If you listen to Bill Gates, you soon realise that child survival is not just about saving babies. Child survival is important because it is one of the key levers in the struggle to move countries out of extreme poverty. It is counter-intuitive. It would seem reasonable that reducing child mortality would just lead to overpopulation, but an analysis of historical trends shows that the opposite is true. Improved child survival leads to healthier and more sustainable communities.

Presently, I am embarked on a running stunt to paint a narrative for the journey ahead. I am running 10 sub-marathons each of 24 km in 10 cities across 10 countries. To date, I have completed seven of these runs and have three cities remaining. That brings be back to this issue of resources. I have the will, but the cost is prohibitive presently.

But why run? Why not just talk about it and solve the problem? The reality is that there are so many competing demands, and our understanding of the issue has been in some cases so poorly framed by the marketing spin of large not-for-profits, that a strong narrative is needed to look at this afresh.

More than that, this initiative is different. I am asking how might we use our networks to make a difference. It is not simply a case of leaning on governments, large philanthropists, or the aid agencies for that matter. All existing efforts in the fight for child survival are essential. But I do believe there is more we can do, and so that is why this series of Design Forum will take place.

The Design Forum will be held in each of the cities that I run in. The running is pathfinding the way ahead.

How badly do I want this?

Ultimately, that will coming down to asking people for their support. There is no way around that. The question is, what will the conversation be, and what will I do in exchange for their support.

After the last crowdfunding effort ended, it seemed clear that I had tapped out my networks. I was done. Or so it seemed.

My thinking is this: I need to stick with what I have. Sharpen it up. Explain it better. And give it all I have got. Really give of myself.

I am seriously wanting to address child survival. I am also excruciatingly sensitive to the fact that many people have generously given amounts to support this already. And their generosity alone is reason enough to continue.
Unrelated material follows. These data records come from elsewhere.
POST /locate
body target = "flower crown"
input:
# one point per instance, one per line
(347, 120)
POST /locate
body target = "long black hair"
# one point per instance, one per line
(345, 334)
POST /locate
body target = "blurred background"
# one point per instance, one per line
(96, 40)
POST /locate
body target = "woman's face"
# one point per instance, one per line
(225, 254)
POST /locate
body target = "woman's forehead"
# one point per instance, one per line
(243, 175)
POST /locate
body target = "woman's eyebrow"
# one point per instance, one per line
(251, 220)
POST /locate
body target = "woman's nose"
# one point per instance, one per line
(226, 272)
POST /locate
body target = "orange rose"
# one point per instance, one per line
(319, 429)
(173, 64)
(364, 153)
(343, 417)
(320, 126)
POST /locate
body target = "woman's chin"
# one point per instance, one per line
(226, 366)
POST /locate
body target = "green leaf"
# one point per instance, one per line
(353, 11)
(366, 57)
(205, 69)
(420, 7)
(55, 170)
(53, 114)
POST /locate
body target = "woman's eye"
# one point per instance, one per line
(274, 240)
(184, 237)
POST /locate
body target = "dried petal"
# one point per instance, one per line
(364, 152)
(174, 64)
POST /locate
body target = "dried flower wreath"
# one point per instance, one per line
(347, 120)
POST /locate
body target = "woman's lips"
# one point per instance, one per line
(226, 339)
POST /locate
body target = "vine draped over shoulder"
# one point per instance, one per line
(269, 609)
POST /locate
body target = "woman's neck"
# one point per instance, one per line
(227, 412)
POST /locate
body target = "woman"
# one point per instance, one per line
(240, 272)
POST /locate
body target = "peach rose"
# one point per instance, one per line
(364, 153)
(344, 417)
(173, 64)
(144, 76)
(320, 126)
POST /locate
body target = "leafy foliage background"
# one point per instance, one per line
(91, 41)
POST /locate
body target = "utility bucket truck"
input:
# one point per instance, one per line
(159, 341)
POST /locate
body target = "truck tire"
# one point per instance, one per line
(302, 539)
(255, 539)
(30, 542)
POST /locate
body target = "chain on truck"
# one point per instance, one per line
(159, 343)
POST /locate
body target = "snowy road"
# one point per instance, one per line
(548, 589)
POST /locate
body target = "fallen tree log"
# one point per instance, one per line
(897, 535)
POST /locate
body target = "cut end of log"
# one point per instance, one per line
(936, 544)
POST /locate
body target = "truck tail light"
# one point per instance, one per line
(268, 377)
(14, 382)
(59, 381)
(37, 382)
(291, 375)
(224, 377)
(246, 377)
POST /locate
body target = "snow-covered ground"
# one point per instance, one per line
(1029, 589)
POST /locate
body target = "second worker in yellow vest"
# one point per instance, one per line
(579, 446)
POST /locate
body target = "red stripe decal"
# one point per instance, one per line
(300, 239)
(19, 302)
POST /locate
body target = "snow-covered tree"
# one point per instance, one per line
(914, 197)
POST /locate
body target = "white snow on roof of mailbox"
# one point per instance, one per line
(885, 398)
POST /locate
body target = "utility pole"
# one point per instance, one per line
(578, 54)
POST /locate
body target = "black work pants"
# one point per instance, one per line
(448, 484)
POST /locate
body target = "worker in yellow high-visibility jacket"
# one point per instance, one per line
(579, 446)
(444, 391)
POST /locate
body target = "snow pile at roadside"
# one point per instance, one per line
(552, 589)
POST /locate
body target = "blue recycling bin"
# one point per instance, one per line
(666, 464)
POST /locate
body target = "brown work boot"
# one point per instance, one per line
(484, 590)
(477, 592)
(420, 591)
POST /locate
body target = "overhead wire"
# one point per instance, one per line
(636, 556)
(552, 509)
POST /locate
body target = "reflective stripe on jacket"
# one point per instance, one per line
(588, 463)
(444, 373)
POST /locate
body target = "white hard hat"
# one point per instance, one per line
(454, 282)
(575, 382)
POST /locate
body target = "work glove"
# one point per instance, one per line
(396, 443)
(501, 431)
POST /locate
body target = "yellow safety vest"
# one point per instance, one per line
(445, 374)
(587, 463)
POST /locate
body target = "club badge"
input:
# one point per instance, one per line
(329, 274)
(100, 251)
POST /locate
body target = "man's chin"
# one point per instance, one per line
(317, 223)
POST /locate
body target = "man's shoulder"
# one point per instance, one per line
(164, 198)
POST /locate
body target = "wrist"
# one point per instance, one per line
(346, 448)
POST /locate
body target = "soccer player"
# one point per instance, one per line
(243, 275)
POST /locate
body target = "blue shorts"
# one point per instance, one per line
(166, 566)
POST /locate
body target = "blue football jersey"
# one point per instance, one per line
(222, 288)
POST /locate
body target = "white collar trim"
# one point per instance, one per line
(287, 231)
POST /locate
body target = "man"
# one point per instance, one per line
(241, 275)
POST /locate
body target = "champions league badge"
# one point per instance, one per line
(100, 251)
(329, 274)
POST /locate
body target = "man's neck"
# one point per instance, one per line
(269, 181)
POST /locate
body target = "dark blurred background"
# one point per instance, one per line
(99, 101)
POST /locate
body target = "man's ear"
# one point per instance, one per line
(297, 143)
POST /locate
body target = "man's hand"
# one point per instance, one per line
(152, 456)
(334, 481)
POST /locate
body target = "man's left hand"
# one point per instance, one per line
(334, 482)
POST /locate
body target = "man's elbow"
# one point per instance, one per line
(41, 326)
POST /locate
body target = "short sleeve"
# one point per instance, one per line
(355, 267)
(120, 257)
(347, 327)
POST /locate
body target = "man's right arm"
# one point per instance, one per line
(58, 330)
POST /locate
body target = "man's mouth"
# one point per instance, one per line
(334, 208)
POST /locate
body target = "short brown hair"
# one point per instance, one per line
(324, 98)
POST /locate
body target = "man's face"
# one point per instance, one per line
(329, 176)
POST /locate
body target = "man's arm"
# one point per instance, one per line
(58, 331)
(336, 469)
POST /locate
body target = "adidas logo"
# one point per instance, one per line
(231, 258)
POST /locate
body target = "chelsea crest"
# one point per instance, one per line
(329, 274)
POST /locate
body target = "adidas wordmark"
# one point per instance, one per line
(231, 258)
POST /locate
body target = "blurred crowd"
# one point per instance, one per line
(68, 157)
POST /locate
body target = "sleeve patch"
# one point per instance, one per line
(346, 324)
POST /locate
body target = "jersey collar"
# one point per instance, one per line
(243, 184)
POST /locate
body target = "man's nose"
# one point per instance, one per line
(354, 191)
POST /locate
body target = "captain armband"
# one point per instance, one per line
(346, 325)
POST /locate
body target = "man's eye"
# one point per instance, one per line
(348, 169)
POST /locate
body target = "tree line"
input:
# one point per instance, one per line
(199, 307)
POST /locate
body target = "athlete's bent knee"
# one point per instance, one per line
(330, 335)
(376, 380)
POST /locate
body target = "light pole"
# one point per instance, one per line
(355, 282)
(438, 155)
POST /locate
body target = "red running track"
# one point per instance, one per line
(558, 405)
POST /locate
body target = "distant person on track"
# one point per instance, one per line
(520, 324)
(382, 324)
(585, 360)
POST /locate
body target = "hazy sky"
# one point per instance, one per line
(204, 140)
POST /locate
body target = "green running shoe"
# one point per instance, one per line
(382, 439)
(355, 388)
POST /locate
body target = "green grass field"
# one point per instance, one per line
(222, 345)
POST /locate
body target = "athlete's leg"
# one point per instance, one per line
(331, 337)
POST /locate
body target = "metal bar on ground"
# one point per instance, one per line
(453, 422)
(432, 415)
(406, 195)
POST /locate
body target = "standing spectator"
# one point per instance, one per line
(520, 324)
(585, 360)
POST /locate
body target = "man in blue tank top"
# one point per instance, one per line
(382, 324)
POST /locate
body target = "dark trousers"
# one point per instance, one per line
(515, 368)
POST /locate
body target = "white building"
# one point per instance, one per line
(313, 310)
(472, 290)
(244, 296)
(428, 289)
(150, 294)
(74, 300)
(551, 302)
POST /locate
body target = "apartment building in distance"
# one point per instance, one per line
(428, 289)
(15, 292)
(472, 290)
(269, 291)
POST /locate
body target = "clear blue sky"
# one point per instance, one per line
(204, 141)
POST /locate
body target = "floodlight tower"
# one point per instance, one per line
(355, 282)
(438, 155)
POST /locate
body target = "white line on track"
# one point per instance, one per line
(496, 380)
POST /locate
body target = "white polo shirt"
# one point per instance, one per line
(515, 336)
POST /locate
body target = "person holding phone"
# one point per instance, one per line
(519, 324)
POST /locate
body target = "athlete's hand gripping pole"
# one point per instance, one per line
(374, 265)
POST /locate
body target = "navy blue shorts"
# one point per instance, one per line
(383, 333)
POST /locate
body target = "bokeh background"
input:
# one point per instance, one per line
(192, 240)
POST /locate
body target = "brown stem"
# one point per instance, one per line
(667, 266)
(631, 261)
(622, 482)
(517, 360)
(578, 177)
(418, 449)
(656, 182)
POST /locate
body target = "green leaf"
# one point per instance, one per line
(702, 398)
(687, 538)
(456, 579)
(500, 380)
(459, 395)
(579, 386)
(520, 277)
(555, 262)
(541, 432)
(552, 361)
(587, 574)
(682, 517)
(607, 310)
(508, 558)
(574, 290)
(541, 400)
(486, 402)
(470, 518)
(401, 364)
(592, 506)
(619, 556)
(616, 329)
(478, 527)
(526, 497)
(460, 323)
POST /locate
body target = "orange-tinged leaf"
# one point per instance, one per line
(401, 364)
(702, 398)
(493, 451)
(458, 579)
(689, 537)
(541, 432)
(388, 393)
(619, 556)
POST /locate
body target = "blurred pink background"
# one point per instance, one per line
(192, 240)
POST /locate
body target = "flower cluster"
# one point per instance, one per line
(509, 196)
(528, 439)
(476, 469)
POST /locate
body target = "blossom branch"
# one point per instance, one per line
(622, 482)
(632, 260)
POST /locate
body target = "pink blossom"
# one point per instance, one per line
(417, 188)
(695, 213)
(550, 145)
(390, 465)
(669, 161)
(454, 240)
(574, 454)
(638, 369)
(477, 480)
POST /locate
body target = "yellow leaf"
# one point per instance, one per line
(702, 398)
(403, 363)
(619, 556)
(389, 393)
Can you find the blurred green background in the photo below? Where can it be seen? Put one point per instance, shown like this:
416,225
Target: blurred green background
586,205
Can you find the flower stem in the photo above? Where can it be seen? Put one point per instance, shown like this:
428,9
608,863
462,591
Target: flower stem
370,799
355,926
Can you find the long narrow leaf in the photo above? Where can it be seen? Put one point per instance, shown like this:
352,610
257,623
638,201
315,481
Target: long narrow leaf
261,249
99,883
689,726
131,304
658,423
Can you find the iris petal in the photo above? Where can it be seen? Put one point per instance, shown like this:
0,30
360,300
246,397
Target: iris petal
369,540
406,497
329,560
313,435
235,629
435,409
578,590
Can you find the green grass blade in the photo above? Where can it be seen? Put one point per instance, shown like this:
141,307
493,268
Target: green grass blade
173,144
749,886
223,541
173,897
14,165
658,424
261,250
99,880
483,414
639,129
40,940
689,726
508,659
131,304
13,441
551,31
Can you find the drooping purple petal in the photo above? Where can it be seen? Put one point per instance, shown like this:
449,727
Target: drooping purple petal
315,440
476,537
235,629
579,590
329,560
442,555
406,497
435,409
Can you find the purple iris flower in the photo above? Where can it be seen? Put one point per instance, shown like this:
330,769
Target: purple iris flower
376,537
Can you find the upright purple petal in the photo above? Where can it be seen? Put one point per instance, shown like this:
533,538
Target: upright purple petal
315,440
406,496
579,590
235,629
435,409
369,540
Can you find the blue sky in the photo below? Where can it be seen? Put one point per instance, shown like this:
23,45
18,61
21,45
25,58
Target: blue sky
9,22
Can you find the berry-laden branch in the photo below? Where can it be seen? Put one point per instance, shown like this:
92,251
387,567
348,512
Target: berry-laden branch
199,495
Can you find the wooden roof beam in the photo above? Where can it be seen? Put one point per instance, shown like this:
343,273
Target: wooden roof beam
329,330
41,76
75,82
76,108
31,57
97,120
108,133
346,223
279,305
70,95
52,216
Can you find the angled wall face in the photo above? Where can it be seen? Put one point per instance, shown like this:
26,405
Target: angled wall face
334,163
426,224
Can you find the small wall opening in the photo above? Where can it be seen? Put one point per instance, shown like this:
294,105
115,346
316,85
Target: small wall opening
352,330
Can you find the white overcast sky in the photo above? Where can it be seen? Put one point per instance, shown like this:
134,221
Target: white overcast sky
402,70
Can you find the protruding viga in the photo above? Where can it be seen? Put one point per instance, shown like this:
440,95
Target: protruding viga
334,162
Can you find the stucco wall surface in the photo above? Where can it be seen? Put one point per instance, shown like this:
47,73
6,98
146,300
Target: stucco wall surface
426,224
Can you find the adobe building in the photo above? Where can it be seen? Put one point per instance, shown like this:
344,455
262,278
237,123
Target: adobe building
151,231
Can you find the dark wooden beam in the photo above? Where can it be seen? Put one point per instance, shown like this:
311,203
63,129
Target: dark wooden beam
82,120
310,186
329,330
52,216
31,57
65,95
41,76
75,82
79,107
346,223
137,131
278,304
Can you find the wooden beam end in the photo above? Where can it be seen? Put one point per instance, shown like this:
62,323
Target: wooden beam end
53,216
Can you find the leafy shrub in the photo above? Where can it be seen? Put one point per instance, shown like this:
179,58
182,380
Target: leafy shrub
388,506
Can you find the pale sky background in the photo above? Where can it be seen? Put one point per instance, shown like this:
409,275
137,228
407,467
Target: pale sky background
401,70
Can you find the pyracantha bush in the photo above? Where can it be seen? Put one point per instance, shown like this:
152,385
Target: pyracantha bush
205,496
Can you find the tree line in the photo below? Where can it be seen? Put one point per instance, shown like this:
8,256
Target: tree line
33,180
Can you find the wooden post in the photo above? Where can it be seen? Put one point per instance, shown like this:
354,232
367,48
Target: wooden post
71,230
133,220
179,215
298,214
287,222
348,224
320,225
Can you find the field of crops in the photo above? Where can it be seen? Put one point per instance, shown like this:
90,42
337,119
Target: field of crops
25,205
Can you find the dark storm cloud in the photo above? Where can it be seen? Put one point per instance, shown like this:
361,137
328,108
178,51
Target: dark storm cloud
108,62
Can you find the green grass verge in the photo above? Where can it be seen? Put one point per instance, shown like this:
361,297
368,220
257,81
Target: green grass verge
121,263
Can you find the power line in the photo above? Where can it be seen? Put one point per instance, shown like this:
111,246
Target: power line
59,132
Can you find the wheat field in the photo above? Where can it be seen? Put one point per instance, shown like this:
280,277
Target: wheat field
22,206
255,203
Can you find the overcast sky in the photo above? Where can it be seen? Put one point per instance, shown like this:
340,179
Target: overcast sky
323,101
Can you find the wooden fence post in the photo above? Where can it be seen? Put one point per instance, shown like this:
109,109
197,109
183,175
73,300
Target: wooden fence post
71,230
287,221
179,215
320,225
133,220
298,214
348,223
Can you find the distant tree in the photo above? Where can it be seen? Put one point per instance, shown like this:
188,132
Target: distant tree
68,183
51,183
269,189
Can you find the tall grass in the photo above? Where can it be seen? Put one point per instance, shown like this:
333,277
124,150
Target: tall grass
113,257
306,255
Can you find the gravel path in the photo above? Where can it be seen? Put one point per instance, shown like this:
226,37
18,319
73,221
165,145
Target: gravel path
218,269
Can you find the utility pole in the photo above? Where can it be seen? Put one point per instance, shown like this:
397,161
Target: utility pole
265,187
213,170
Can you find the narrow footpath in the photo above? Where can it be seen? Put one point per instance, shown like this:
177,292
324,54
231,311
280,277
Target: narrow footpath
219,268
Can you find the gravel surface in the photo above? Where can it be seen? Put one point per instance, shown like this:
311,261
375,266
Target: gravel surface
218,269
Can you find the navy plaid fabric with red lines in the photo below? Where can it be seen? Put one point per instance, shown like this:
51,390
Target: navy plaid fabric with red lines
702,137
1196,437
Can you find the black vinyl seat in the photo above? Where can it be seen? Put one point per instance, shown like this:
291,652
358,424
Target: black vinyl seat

I think given all of the events of the past two weeks, and the fact that it is brothers funeral tomorrow, I should recommit to a final crowdfunding campaign, with the amounts I am asking of people capped at small levels. Something like the opportunity to buy my brother a coffee for the last time, or to shout me Christmas dinner as I will be running across the festive season and intending to be back in Australia to celebrate New Year with my mum. I think I need to let people help define what this might involve.

That means I am looking at many people contributing small amounts of something like $5 or $24. And there would be something in exchange, but I don’t want to make it transactional.

Would it be too much to ask for 400 or so people do each contribute $24 across the next two weeks?

So this is my ask: please let me know what you think. I intend to post tonight, and somehow during the period of my brothers funeral, it would be awesome if we could spread the love to those who are able to support so that together we can make a difference. Forwarding an email or post to someone who wants to help is part of the team too, you know.

Let’s make this count. We are going to do it for all of us. Let’s roll.